Me creerá si le aseguro que yo no espero nada
de la vida; de todos modos me gusta la animación, la gente linda y joven. Y ahora
le confiaré un secreto: por más que porfiemos en contra, la belleza y la juventud
son la misma cosa; no por nada las viejas como yo, si un muchacho entra en juego,
perdemos la cabeza. La gente joven –para volver a esta cuestión de las clases– viaja
toda en segunda. En primera, los bailes, cuando los hay, parecen de cadáveres resucitados,
que se han echado encima la mejor ropa y todo el alhajero, para celebrar debidamente
la noche. Lo más lógico sería que a las doce en punto cada cual se volviera a su
tumba, ya medio pulverizado. Es claro que nosotros podemos asistir a las fiestas
de segunda, aunque para eso había que prescindir de toda sensibilidad, porque los
que viven allá abajo nos miran como si nos creyéramos otras tantas testas coronadas,
de visita en los barrios pobres.

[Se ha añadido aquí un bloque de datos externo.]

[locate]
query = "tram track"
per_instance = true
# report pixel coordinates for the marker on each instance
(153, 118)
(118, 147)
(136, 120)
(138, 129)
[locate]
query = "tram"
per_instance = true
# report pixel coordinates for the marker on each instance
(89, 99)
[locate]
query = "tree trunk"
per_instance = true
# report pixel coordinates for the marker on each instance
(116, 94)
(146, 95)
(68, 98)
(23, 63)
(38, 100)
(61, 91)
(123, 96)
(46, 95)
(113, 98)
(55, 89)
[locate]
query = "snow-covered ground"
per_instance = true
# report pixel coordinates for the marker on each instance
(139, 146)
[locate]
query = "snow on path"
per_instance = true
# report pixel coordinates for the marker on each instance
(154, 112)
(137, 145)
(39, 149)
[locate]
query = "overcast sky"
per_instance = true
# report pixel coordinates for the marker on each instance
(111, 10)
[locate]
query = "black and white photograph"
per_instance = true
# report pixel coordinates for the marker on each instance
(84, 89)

Los de segunda se presentan, cuando se les da la
gana, en primera y nadie, ninguna autoridad, les opone una barrera odiosa, que la
sociedad unánimemente descartó, hace algún tiempo. Estas visitas de la gente de
segunda son bien recibidas por nosotros, los de primera, que moderamos nuestros
agasajos y efusividad para que los ocasionales huéspedes no descubran que los identificamos,
en el acto, como de la otra clase –una clase que mientras dura el viaje constituye
su más auténtico orgullo– y tomen ofensa. Nos alegran menos con su visita cuando
se trata de las incursiones o irrupciones que por lo general ocurren antes del amanecer,
verdaderas indiadas en que los invasores empedernidamente se dedican a buscar algún
pasajero, ¡a cualquiera de nosotros!, que no cerró bien la puerta de su camarote,
o que se demoró afuera, en el bar, en la biblioteca o en el salón de música; le
juro, señor, que esos muchachos lo agarran sin mayores miramientos, lo llevan al
puente o promenade y lo arrojan por la borda a la negra inmensidad del mar,
iluminada por la impasible Luna, como dijo un gran poeta, y poblado por los terroríficos
monstruos de nuestra imaginación. Todas las mañanas los pasajeros de primera nos
miramos con ojos que están a las claras comentando: “Así que a usted todavía no
le ha tocado”. Por decoro nadie menciona a los desaparecidos; también por prudencia,
ya que según versiones, tal vez infundadas –hay un agrado truculento en asustarse,
en suponer que la organización del adversario es perfecta–, los de segunda mantendrían
una red de espías entre nosotros. Como le dije hace un rato, nuestra clase perdió
todas las ventajas, incluso las del snobismo (que a semejanza del oro, conserva
su valor), pero yo, por algún defecto, a lo mejor incurable en gente de mi edad,
no me avengo a convertirme en pasajera de segunda.